Ben and Nathaniel’s encounter with the fisherbear highlights the theme of Cultivating Positivity and a Sense of Wonder. The fisherbear is a mentor figure, and the boys meet him almost immediately after they cross Toad Canyon Bridge—their parents have told the boys to never cross the bridge, and they have never been past it before. The fisherbear is a wise guide who helps them navigate this unknown territory. Ben’s lack of flexibility shows when he scoffs at the fisherbear’s explanation of his own cultural traditions regarding the autumn equinox. Despite knowing the song that explains the connection between the lanterns and the fish, Ben thinks of the lanterns strictly as lanterns, and he cannot entertain the idea that they could also, somehow, be fish. In contrast, Nathaniel is so open to the strange and miraculous that he immediately accepts the fisherbear and his story. Nathaniel’s decision will set the most exciting and rewarding parts of the adventure into motion.

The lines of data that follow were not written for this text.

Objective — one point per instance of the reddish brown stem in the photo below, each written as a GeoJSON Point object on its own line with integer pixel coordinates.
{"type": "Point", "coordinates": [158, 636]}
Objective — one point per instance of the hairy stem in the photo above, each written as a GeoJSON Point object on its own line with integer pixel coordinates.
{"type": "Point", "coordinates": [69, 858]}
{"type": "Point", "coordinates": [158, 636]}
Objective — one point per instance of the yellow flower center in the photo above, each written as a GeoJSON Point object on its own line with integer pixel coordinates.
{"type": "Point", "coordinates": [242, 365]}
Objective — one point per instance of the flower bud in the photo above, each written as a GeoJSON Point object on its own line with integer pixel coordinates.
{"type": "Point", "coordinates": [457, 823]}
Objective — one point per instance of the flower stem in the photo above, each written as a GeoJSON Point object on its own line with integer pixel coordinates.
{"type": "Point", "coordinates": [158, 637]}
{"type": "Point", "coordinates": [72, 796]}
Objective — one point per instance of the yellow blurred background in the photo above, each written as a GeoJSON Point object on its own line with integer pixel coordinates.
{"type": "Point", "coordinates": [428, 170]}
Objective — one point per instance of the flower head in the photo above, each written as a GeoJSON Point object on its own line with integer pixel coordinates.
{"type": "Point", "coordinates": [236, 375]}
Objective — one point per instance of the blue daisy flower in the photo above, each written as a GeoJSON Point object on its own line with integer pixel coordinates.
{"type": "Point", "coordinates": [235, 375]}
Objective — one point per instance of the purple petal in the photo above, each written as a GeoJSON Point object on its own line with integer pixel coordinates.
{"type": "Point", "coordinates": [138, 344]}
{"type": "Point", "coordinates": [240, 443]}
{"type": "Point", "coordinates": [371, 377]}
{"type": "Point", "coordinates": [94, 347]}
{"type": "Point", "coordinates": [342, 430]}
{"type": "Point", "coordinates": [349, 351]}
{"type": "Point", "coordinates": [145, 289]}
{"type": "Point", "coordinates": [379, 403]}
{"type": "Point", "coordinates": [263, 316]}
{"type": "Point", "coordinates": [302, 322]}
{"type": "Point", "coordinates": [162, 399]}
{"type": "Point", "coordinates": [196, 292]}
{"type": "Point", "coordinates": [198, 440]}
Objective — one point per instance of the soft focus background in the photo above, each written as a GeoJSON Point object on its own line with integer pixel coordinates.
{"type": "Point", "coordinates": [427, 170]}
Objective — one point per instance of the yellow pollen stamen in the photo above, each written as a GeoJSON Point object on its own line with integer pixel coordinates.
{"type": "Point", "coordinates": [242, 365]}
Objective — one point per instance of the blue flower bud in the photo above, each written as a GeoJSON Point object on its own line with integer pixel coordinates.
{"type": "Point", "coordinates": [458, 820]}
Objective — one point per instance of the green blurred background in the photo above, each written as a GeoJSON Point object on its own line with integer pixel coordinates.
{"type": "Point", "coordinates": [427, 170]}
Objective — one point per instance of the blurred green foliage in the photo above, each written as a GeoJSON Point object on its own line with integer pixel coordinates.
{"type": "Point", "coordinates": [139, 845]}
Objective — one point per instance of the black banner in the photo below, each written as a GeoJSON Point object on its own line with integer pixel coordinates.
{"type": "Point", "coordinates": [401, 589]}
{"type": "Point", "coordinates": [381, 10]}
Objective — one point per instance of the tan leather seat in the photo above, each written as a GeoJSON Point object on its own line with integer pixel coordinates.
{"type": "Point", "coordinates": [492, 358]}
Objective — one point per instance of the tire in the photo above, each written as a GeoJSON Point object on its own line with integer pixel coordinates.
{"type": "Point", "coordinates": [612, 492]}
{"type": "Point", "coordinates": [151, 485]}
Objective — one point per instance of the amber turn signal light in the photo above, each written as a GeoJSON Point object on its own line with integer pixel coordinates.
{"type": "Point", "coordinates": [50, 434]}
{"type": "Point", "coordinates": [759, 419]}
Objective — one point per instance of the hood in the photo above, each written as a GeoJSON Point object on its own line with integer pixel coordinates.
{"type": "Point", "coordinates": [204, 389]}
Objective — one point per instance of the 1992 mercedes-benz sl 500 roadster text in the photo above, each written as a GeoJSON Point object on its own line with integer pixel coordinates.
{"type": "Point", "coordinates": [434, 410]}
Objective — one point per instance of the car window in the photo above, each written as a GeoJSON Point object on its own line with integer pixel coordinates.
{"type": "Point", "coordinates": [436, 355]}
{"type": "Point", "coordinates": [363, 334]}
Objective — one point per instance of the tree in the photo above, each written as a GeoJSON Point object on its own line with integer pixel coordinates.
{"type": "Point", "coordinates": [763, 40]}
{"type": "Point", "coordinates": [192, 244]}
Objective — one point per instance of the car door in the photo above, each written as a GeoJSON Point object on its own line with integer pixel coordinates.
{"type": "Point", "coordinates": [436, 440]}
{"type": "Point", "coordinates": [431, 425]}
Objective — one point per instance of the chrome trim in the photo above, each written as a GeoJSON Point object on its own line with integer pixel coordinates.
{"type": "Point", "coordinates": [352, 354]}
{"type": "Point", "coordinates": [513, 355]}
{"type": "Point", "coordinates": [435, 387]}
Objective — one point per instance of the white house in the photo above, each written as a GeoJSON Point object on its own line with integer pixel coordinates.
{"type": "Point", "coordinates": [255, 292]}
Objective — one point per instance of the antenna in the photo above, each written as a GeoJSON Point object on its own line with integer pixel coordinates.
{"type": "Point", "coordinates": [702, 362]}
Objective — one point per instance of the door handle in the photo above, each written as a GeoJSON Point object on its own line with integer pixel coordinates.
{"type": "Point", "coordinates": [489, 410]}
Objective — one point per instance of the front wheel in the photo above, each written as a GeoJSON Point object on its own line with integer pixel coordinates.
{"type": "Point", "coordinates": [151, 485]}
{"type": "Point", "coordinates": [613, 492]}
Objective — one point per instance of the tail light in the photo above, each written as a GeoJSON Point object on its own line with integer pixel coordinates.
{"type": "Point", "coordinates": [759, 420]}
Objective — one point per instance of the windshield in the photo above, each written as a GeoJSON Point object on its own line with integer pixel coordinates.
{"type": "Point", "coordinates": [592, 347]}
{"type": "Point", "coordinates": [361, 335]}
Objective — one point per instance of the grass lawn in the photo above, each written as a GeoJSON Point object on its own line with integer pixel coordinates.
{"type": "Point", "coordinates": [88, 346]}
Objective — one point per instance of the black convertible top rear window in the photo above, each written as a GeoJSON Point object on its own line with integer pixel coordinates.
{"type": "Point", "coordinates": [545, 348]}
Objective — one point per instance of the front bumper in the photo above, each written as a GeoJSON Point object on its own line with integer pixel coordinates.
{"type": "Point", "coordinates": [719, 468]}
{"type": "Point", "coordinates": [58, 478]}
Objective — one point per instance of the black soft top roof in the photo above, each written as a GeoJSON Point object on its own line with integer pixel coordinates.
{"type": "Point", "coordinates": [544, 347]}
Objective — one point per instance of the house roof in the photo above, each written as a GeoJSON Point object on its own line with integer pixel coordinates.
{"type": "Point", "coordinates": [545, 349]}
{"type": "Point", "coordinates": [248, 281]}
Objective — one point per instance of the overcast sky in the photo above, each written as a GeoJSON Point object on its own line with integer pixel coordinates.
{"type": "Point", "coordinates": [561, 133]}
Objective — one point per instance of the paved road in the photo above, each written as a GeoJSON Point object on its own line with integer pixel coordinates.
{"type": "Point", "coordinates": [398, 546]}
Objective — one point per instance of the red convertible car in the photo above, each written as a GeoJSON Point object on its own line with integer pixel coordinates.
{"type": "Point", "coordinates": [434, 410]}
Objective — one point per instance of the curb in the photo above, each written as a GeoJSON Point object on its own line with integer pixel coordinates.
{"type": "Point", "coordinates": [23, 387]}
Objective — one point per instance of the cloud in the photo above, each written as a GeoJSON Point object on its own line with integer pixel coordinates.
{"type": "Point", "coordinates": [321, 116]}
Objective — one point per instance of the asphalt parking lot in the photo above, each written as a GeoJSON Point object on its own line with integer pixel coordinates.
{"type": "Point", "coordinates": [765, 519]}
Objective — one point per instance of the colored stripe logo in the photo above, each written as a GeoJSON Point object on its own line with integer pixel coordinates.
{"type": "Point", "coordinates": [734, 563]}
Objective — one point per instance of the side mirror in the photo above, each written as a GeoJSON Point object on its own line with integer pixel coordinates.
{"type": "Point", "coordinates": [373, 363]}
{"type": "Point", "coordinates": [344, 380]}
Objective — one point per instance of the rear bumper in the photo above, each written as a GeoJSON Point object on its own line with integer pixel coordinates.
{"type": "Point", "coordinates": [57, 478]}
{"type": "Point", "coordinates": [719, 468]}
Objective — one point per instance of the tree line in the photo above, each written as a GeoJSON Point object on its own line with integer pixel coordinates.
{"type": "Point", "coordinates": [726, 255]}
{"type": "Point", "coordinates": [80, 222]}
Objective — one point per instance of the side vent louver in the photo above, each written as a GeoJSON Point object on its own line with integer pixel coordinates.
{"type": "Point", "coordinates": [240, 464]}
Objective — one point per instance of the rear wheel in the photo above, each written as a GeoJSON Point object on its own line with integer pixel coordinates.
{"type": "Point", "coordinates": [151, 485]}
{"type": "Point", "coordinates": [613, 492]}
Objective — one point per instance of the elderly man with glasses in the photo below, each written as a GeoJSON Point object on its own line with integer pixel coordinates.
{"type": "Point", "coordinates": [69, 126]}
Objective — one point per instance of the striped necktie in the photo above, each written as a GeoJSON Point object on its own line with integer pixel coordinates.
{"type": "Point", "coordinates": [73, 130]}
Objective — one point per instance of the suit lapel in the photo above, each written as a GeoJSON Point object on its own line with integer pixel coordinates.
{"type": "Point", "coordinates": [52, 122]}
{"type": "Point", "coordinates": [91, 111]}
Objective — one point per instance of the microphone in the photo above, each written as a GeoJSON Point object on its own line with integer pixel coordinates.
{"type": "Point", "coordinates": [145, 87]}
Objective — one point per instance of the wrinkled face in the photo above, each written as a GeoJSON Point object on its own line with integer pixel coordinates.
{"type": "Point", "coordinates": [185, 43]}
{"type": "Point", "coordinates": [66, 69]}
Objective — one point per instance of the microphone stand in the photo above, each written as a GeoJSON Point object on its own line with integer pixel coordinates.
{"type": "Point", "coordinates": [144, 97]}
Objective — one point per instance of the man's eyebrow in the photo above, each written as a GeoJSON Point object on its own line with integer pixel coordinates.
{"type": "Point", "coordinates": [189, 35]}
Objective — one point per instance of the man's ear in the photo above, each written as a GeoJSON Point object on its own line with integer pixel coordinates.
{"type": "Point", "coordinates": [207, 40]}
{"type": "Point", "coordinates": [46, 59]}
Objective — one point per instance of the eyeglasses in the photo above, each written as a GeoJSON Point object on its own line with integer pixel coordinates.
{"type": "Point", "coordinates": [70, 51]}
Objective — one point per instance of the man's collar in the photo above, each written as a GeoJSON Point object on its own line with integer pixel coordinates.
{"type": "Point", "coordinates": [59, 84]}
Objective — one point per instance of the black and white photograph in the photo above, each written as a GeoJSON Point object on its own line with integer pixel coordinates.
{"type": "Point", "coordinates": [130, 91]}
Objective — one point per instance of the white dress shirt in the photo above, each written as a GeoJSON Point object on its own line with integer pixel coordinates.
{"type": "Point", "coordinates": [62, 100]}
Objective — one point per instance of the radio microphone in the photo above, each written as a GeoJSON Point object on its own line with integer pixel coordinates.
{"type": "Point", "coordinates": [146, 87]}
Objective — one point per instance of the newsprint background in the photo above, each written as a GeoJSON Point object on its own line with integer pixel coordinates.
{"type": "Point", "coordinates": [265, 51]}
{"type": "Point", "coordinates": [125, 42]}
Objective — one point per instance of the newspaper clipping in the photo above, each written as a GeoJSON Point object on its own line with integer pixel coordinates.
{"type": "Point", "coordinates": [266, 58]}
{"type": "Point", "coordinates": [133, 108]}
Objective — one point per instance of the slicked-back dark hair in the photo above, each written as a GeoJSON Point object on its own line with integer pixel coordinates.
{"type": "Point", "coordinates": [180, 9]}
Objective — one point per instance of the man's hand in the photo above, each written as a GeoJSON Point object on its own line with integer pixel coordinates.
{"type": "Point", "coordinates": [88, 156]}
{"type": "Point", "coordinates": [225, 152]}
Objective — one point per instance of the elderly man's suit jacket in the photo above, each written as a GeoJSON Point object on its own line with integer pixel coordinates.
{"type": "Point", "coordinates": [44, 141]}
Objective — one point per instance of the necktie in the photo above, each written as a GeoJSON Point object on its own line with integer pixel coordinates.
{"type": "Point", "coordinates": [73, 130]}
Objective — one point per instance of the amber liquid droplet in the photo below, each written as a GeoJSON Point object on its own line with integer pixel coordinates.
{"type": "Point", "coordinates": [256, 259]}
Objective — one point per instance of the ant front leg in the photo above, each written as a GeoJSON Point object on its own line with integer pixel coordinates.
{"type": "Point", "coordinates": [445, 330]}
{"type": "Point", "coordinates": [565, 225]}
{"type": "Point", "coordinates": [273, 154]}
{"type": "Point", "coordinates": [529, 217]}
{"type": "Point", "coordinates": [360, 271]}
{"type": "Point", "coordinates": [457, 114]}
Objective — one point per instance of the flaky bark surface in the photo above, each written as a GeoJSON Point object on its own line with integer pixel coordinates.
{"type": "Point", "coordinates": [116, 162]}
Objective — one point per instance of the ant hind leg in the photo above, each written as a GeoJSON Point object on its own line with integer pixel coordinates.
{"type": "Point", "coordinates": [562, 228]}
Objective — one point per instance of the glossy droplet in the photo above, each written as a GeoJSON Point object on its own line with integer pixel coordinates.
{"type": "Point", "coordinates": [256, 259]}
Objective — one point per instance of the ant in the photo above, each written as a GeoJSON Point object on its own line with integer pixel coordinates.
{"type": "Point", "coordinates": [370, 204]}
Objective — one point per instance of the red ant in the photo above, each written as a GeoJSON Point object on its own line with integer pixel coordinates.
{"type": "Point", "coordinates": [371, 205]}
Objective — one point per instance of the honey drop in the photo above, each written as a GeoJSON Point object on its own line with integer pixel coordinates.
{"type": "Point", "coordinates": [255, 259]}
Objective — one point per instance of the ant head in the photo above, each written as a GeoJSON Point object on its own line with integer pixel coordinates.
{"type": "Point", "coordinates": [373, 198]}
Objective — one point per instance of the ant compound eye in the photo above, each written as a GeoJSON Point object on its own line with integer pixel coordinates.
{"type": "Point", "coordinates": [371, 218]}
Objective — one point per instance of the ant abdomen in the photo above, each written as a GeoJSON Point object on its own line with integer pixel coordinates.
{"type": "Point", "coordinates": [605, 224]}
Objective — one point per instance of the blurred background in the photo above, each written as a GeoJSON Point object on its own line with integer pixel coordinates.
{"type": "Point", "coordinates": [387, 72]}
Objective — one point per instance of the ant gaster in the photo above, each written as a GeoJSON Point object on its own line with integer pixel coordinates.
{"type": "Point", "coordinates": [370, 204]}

In addition to the fisherbear, the land the boys have crossed into holds other mysteries and wonders. There is a mysterious creature with lantern-like eyes under this bridge, and it oversees their entry into this world, though the two boys don’t see it. Its strange and unidentifiable nature foreshadows the surreal, dreamlike character of the rest of their journey. The style of the book’s art also hints at the wondrous nature of their upcoming journey. The watercolor effect of the artwork lends the pages a dream-like quality. The serene yet mysterious deep blues of the story’s nighttime world mark it as a different kind of space from the ordinary world the boys have left behind.